We have been developing TWIGA’s information platform for sometimes now and recently we linked the disdro data to the TWIGA platform; we now have our disdros sending data to our gateways which then uploads it to the TWIGA platform. A team of data scientists at Strathmore University developed a web portal and a mobile app that shows the data. At the moment we are using the platforms for network maintenance. However since we also want to make data available to a wide range of users, a team is working on improving the features on weather predictions, wetness information among others.

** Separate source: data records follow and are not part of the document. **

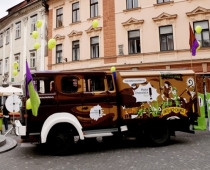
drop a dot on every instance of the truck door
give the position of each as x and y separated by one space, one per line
70 95
48 103
112 100
95 101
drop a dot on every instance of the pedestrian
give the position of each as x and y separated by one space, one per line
5 117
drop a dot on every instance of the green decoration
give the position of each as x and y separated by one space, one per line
35 34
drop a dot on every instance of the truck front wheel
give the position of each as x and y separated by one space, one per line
159 134
60 140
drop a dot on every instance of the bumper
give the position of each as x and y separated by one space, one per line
20 130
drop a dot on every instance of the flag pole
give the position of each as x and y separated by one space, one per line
191 62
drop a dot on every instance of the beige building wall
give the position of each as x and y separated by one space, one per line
147 18
23 45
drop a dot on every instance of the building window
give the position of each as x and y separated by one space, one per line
94 41
59 53
1 40
166 38
33 23
33 59
6 66
131 4
75 50
7 36
162 1
93 8
0 66
18 30
59 17
17 59
134 42
75 12
69 84
204 36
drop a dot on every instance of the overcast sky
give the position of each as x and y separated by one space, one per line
6 4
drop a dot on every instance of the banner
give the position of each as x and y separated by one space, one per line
201 120
208 107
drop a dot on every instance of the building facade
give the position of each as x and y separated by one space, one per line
17 43
132 34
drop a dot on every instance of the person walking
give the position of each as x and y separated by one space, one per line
5 117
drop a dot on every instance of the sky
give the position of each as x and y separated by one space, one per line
6 4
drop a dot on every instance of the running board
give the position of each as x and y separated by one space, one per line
99 132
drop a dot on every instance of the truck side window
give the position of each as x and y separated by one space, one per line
43 84
69 84
110 82
94 83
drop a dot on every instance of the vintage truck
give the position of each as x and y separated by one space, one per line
91 104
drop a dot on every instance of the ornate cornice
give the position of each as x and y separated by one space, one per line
20 13
91 29
198 10
75 33
164 16
132 21
59 37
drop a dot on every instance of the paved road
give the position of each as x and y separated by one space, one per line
185 152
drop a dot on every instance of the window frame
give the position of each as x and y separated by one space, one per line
134 38
33 23
77 10
18 61
7 36
1 39
59 16
74 50
166 35
1 66
6 65
132 3
203 30
33 59
59 52
18 30
95 7
96 45
73 78
164 1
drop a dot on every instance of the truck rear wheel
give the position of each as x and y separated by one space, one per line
60 140
159 134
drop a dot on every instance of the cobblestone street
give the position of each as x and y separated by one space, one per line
185 152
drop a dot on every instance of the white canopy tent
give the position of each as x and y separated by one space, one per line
10 90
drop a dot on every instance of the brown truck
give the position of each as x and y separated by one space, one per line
93 104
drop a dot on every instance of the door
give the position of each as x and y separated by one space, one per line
95 102
70 94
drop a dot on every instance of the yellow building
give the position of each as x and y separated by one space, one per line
131 34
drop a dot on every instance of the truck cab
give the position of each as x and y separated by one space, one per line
98 103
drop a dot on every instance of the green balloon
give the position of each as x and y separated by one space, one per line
35 34
38 23
37 46
15 72
198 29
51 43
95 23
28 104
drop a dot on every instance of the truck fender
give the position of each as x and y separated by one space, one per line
63 117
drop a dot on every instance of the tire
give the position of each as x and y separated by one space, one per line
60 140
159 134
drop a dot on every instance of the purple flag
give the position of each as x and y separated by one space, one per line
192 41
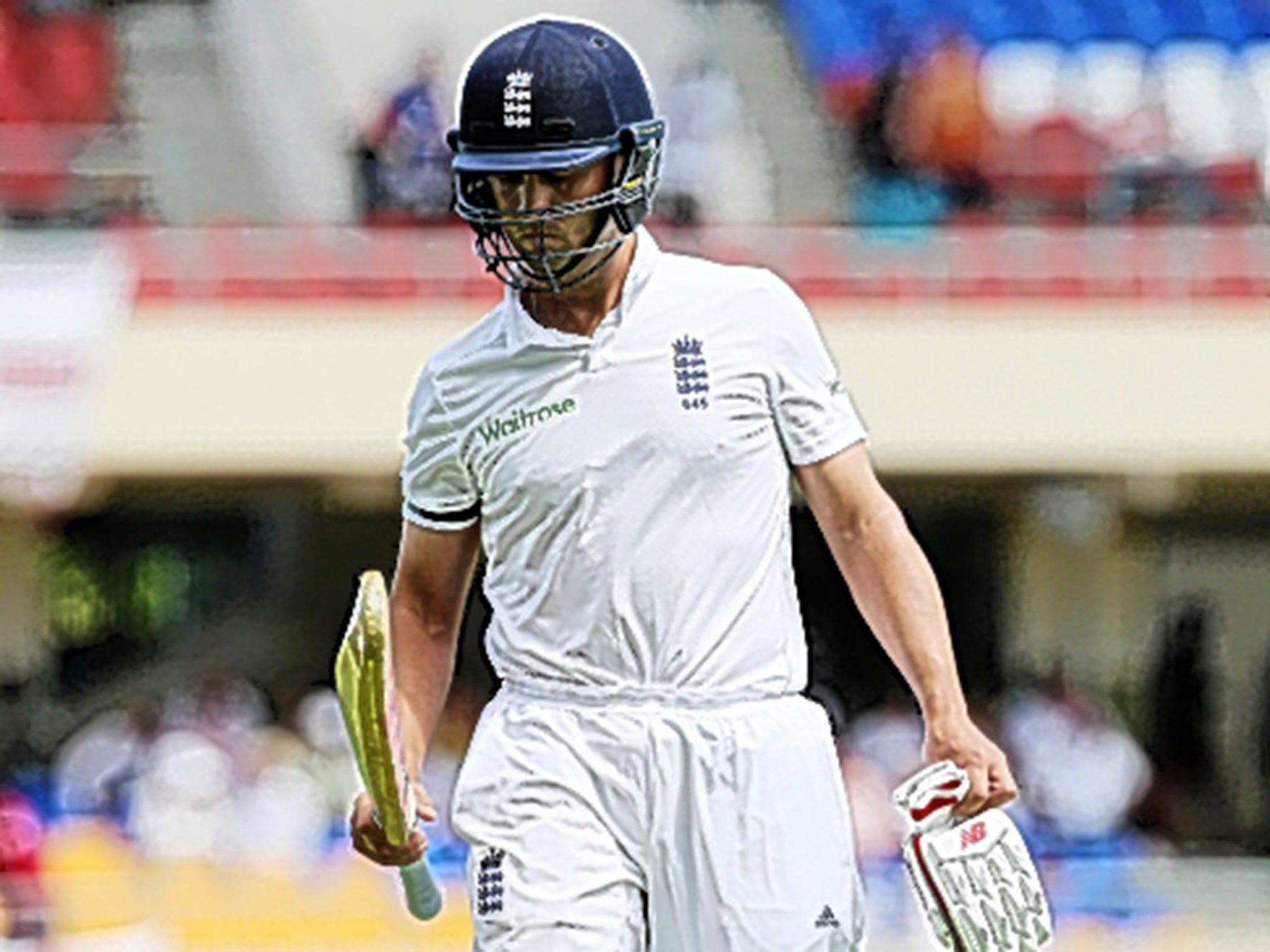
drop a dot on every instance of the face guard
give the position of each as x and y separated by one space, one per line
554 95
626 202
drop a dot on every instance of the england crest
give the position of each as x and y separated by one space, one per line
518 100
691 376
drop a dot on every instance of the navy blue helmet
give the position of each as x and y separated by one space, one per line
549 97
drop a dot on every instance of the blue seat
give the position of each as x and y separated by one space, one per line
1110 20
1070 20
821 30
1226 19
1147 22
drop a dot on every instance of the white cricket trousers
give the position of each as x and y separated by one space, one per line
633 827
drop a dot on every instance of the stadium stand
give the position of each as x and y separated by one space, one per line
64 152
1101 108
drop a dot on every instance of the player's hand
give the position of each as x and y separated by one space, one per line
964 744
368 837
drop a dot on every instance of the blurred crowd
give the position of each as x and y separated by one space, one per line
1086 110
60 111
215 772
220 772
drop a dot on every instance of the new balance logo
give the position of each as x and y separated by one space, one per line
972 834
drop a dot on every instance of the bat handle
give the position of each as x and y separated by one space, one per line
422 896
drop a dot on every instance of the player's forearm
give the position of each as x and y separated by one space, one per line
424 660
898 594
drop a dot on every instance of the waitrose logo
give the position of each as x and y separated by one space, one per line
498 427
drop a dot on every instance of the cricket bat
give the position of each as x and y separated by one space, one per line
367 697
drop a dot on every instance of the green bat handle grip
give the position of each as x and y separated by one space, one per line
422 896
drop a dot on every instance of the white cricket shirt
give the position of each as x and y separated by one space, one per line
633 487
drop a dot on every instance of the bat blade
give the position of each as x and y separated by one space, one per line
367 699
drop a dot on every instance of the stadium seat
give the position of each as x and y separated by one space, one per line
1106 83
1055 165
1146 20
1210 103
71 63
1020 83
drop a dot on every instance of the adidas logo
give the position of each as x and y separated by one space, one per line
827 919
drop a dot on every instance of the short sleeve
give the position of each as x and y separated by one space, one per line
437 488
814 414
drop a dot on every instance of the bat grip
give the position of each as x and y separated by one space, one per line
422 896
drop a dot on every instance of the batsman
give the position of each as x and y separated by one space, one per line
618 437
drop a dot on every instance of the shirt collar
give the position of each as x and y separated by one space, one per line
522 330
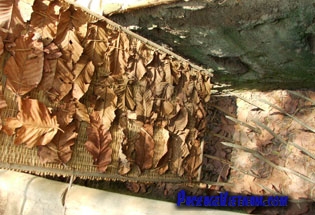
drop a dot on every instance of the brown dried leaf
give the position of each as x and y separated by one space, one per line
62 83
59 149
180 121
144 147
34 123
124 95
80 21
24 69
144 104
3 104
179 151
81 112
98 143
51 55
65 112
96 43
116 57
167 108
83 73
1 46
45 19
160 147
14 14
107 105
124 163
67 39
193 160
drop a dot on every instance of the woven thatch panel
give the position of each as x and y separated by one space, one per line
84 96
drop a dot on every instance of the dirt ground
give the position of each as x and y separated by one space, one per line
274 127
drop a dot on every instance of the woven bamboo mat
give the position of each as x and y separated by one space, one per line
18 157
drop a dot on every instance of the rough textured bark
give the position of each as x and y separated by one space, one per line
249 43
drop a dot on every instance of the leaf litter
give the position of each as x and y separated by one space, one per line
90 73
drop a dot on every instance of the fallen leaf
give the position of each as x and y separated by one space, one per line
3 104
51 55
80 21
179 152
62 83
98 143
81 112
96 43
83 72
117 55
160 146
65 112
14 15
124 94
67 39
144 104
107 104
34 124
194 160
59 149
144 147
124 163
1 46
24 69
45 19
180 121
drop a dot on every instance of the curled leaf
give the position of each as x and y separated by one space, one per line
34 124
98 143
83 73
194 160
179 151
59 149
180 121
62 83
144 147
14 15
24 69
45 19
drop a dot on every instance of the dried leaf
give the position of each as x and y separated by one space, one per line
107 105
117 56
180 121
65 112
67 39
34 124
14 14
1 46
3 104
140 70
160 147
193 160
51 55
98 143
83 73
167 108
59 149
144 147
62 83
80 21
179 151
96 43
144 104
45 19
24 69
81 112
124 163
124 95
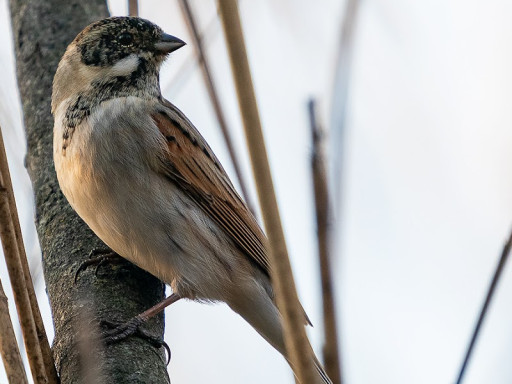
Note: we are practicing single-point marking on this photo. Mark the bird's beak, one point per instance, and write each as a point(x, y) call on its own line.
point(168, 44)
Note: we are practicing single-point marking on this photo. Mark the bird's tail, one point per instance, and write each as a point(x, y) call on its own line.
point(260, 311)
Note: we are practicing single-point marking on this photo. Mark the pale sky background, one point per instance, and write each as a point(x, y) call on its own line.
point(427, 189)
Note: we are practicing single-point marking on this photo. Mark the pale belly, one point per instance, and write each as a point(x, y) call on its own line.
point(143, 216)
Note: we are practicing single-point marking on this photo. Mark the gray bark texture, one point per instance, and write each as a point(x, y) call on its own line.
point(42, 29)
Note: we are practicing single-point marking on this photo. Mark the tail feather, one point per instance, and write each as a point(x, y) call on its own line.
point(258, 309)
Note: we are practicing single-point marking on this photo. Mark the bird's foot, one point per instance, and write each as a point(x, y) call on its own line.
point(99, 257)
point(116, 332)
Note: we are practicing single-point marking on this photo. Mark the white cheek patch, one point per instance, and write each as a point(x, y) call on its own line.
point(125, 66)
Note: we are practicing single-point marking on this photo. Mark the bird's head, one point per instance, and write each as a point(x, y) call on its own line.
point(114, 56)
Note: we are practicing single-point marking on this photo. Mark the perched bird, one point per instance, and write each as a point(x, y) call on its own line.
point(147, 183)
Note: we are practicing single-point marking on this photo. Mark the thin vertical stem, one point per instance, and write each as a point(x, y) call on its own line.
point(214, 97)
point(133, 8)
point(297, 345)
point(8, 346)
point(35, 313)
point(483, 312)
point(332, 362)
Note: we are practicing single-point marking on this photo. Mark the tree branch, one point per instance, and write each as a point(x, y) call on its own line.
point(42, 30)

Running the disdro network has not been without challenges. For an example birds would poop on the disdro’s solar panel – see picture below. As a result, the charging rate lowers, then the batteries drain. Having such issues in the field helps us to innovate more until we have a “perfect” sensor. The OPenS lab at the Kumasi Business Incubator (KBI) of the Kwame Nkrumah University of Science and Technology (KNUST), a project partner supported by the Delft University of Technology (TU Delft) and Oregon State University (OSU) will be producing 3D-printed bird spikes that will help resolve this challenge.
Keeping disdro network running requires a standby maintenance team to respond to issues that can come up. In both Ghana and Kenya, we have teams that runs the network to keep it active and the data flowing. We check it several times over the week and where there is a problem the team resolves it promptly.